Support for Scottish independence rose last month after British Prime Minister Theresa May came out in favor of Britain making a clean break with the European Union, a BMG survey for Herald Scotland showed on Wednesday.
It indicated 49 percent of Scots now support independence - a 3 point rise from a previous poll - with 51 percent opposing it, after "don't know" votes are removed.
However, a majority - 56 percent to 44 percent - still oppose holding another independence vote before Britain leaves the EU.
In 2014, Scots voted roughly 55 percent to 45 percent to remain in the United Kingdom. But last year's Britain-wide vote to leave the EU changed the landscape.
Scotland's devolved parliament rejected May's plans for how to exit the EU in a symbolic, non-binding vote on Tuesday, a demonstration of the divisions between London and Scotland when it comes to Brexit.
A majority of Scots backed staying in the EU, and the Scottish National Party (SNP), the biggest party in Scotland's parliament, has said that there should be another independence vote if its views on Brexit are rejected.

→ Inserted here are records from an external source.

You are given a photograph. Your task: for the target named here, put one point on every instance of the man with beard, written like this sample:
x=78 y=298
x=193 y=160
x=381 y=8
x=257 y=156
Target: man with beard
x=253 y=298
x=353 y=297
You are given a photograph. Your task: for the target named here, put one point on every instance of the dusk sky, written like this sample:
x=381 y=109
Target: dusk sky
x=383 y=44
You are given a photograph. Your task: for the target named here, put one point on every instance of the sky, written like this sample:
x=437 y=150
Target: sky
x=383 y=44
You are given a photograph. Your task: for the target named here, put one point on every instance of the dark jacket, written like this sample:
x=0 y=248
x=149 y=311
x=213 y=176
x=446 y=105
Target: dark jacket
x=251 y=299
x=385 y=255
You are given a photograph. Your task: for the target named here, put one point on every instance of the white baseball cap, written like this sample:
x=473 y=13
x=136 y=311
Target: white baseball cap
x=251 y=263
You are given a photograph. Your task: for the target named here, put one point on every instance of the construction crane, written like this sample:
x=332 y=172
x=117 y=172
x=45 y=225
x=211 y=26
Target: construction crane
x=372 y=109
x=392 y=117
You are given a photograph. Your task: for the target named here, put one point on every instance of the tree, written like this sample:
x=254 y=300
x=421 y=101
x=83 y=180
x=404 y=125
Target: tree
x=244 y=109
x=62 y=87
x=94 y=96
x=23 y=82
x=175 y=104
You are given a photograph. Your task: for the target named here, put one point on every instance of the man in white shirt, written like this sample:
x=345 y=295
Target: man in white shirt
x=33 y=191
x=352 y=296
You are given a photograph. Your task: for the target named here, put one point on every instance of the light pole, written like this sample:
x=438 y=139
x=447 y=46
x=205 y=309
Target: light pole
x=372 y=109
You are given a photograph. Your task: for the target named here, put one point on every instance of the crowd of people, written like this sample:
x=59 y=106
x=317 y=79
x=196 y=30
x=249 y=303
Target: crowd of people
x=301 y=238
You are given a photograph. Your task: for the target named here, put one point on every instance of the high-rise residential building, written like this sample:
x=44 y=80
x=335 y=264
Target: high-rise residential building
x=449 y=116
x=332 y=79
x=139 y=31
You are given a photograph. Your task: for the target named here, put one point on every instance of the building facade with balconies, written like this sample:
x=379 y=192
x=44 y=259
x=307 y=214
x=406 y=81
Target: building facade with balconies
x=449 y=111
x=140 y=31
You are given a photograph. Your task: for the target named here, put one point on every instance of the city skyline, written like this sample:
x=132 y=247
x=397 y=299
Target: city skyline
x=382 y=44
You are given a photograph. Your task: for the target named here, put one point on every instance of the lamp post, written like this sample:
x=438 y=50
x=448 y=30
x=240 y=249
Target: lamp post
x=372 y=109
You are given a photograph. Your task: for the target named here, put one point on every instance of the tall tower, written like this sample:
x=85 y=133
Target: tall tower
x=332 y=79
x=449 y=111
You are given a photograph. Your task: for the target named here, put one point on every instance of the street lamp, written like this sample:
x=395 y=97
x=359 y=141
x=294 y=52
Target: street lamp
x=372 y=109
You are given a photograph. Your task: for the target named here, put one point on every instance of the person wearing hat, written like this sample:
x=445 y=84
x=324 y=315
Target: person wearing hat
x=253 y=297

Scottish Greens lawmaker Ross Greer, who backs the devolved nationalist government on independence, told Reuters on Monday that Scotland was almost certainly headed to a new independence referendum after the UK triggers the process to leave the European Union.
A report by Dundee-based newspaper the Courier said that May believes Scottish First Minister Nicola Sturgeon is two weeks away from demanding a second referendum on independence.
It said May is privately working a strategy to deal with this.
Scotland has a population of around 5.3 million, according to the last census, slightly more than 8 percent of the United Kingdom's population as a whole.
It was an independent kingdom until merging into the UK with the Act of Union in 1707.